= Statue of Vasile Lucaciu =

Sculpture of Vasile Licaciu

The Statue of Vasile Lucaciu is a sculpture dedicated to the orator, activist and Greek Catholic priest Vasile Lucaciu (1852–1922). The work of Cornel Medrea, it is situated in Satu Mare's Liberty Square, and was unveiled in 1936.

The idea of setting up a monument to Lucaciu in Satu Mare appeared soon after his death, with the first concrete steps taken in 1927, when a planning committee was created. Funds were collected from private and government sources, and a design by local artist Aurel Popp was approved. However, the project had to be shelved due to a bank crisis. It was revived in 1935, when seven designs were submitted. Cornel Medrea’s was selected, prompting an angry response from Popp.

The bronze sculpture stands 4.5 meters tall, and depicts Lucaciu leading his people. The sculptor had seen the subject addressing crowds, and also interviewed those who knew him. The work was designed at his studio in Bucharest and cast at Nicolae Malaxa’s factory in the same city. Briefly displayed in front of the Romanian Athenaeum, it was then transported to Satu Mare, where a foundation had been dug in Liberty Square, and unveiled in December 1936.

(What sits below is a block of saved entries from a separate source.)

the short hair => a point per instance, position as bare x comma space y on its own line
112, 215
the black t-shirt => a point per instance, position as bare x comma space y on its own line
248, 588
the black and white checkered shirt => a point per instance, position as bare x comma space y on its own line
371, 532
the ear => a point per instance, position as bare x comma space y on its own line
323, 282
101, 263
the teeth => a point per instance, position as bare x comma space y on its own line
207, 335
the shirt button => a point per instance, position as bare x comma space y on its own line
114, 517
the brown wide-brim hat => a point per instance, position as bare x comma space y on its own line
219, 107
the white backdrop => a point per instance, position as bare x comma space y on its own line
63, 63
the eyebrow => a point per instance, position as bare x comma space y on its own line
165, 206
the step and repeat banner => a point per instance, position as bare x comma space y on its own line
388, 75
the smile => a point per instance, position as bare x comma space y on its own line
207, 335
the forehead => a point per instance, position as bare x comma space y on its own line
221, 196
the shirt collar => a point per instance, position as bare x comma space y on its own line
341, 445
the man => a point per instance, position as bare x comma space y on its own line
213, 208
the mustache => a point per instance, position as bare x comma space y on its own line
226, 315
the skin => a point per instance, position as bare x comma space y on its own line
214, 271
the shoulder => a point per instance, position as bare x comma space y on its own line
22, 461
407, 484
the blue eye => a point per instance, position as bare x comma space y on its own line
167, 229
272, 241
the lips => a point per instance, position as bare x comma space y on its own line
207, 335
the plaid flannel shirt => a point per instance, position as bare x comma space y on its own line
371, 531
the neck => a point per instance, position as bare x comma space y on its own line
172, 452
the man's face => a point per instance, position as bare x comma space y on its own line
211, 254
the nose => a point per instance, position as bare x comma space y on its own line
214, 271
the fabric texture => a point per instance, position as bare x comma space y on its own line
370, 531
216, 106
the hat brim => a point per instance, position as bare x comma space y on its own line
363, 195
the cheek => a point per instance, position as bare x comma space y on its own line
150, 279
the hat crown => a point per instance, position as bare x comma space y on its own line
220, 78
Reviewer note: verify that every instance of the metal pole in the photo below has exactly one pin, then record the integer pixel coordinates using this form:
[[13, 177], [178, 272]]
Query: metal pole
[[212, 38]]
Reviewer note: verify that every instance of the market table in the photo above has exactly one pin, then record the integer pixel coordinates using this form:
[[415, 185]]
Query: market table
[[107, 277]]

In early September 1940, when the city, together with Northern Transylvania, was about to be occupied by Regency Hungary following the Second Vienna Award, the statue was taken down by the departing Romanian administration. On the afternoon of September 4, hours before the evacuation order went into effect, it was placed on the last train out of Satu Mare, arriving in Lugoj after a week. Two years later, it was taken to Alba Iulia, placed on the banks of the ditch in the Alba Carolina Citadel. In 1948, the new communist regime dumped the statue in a factory yard, then placed it in the Union Museum. In 1958, it was taken to the new Medrea Museum in Bucharest, where it lay on the ground. In 1968, it was returned to Satu Mare, although in a different place, as its initial site was now occupied by a monument to the Red Army. The statue was restored to its original location in 1992, after the Romanian Revolution.

The statue is listed as a historic monument by Romania's Ministry of Culture and Religious Affairs. In 2015, the statue was rehabilitated with local funds; damaged marble slabs from the pedestal were replaced with travertine slabs, a more weather-resistant material.